A subsidiary of Xe, the new name for Blackwater, is eligible to win Department of Defense work worth tens of millions of dollars to train Afghan police, according to a Pentagon official.

Five companies were qualified to bid on the training and training-support contracts, including Raytheon, Northrop Grumman, Lockheed Martin Integrated Systems, ARINC and the U.S. Training Center.

U.S. Training Center is a subsidiary company owned by Xe.

The Pentagon contract is to be announced next month. Xe has not been officially notified whether it will be awarded the contract, according to a company spokesman.

"We have not been awarded either and have no knowledge of the status of those contracts," said Xe spokesman Mark Corallo.

An industry official told CNN that Xe made bids on two task orders under the training program, one for the actual training of Afghan police and one for logistics support for such training.

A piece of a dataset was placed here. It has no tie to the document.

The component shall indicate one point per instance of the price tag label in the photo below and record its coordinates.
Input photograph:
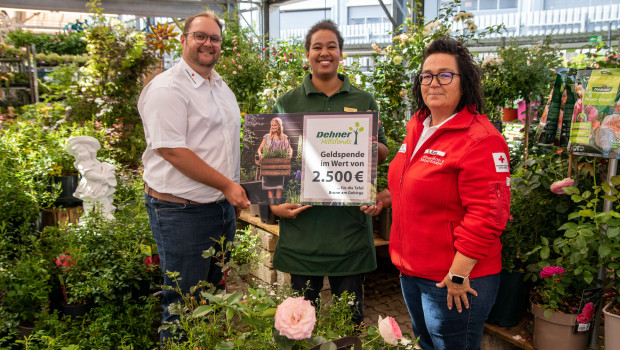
(337, 159)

Once awarded, the new orders would be in effect until August 2012, according to a Department of Defense statement.

Since 2007, the company, then called Blackwater, has held the rights to bid against the other four companies on a pool of jobs worth as much as $15 billion.

Xe still holds numerous contracts under three company names in Afghanistan for support of military and intelligence operations. Those companies are US Training Center, Greystone and Presidential Airways.

The company has a troubled past both in Iraq and Afghanistan. It was banned from operating in Iraq by the government there after a shooting incident left Iraqi civilians dead and injured. That incident strained relations between the United States and Iraq.

In May 2009, four contractors in Kabul were involved in a shooting incident that left two Afghan civilians dead. Two of the contractors are now facing charges in the United States.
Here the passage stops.